When iTWire asked AustCyber strategy chief Belinda Newham at the time of release of the document — 20 December 2018 — how the findings of the survey could be taken seriously, given the number of respondents was so low, she did not provide a direct answer.
She provided links to the document and also the survey which was carried out by ASPI's International Cyber Policy Centre.
"We continue to be focused on achieving our mission. We are resolute: Australia's cuber security sector has great potential and is critical to the nation's economic prosperity and security. We will continue to promote this domestically and internationally," she added.
The AustCyber document claims that it will deliver material "that inform stakeholders on the facts, and where we see the need for clarification or further industry consultation on economic related issues".
It also claims that some of the public and political discourse on the law "is conflicting and has created further confusion among the sector and its broader stakeholders".
iTWire asked the head of the Communications Alliance, John Stanton, to provide his views on the AustCyber document. He found a number of inconsistencies which have been elaborated on here. CA has been a leading voice in the debate that took place in the run-up to the passage of the bill.

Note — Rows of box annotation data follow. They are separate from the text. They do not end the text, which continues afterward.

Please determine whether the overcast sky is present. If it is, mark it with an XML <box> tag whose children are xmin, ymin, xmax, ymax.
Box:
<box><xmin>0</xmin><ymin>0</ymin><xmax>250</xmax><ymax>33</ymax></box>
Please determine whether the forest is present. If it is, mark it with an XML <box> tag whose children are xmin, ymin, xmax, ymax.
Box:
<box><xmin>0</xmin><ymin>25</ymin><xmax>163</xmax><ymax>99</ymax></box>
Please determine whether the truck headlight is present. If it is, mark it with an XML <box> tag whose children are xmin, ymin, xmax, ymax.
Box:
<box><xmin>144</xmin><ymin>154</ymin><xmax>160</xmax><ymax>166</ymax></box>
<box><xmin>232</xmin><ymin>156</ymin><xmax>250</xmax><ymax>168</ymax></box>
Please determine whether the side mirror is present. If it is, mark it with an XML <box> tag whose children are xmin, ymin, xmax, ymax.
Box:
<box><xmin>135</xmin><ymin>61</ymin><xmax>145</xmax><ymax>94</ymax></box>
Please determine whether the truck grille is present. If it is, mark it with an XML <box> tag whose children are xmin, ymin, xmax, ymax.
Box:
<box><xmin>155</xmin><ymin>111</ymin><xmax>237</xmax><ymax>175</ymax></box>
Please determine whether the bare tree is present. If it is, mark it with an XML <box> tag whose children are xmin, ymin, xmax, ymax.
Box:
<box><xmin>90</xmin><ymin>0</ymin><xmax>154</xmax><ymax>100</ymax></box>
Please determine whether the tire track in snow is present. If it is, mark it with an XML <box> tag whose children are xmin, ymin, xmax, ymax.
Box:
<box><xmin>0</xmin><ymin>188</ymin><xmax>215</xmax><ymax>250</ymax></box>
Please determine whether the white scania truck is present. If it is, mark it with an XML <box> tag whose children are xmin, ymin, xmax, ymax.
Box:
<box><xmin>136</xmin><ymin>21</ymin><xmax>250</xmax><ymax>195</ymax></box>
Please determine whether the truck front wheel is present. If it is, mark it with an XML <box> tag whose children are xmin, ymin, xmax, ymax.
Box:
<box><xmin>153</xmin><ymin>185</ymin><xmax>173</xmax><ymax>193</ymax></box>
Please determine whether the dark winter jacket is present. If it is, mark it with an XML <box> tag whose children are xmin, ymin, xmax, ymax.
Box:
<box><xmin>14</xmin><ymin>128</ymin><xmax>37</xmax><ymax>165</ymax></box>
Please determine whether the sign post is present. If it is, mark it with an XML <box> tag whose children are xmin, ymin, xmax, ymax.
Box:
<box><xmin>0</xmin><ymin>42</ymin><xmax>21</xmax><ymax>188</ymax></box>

The encryption law was passed on 6 December without any amendments to the version submitted to Parliament on 20 September.
About 50 pages of amendments were handed out in Parliament early on 6 December before debate on the bill began in the Senate.
But it was finally passed without amendments as the House of Representatives had already risen for the year by the time the amendments were taken up in the Senate.
Labor leader Bill Shorten agreed to this compromise on the proviso that the amendments would be passed during the first sitting of 2019. The government has said it would consider the amendments, but has made no commitment that it would accept all of them.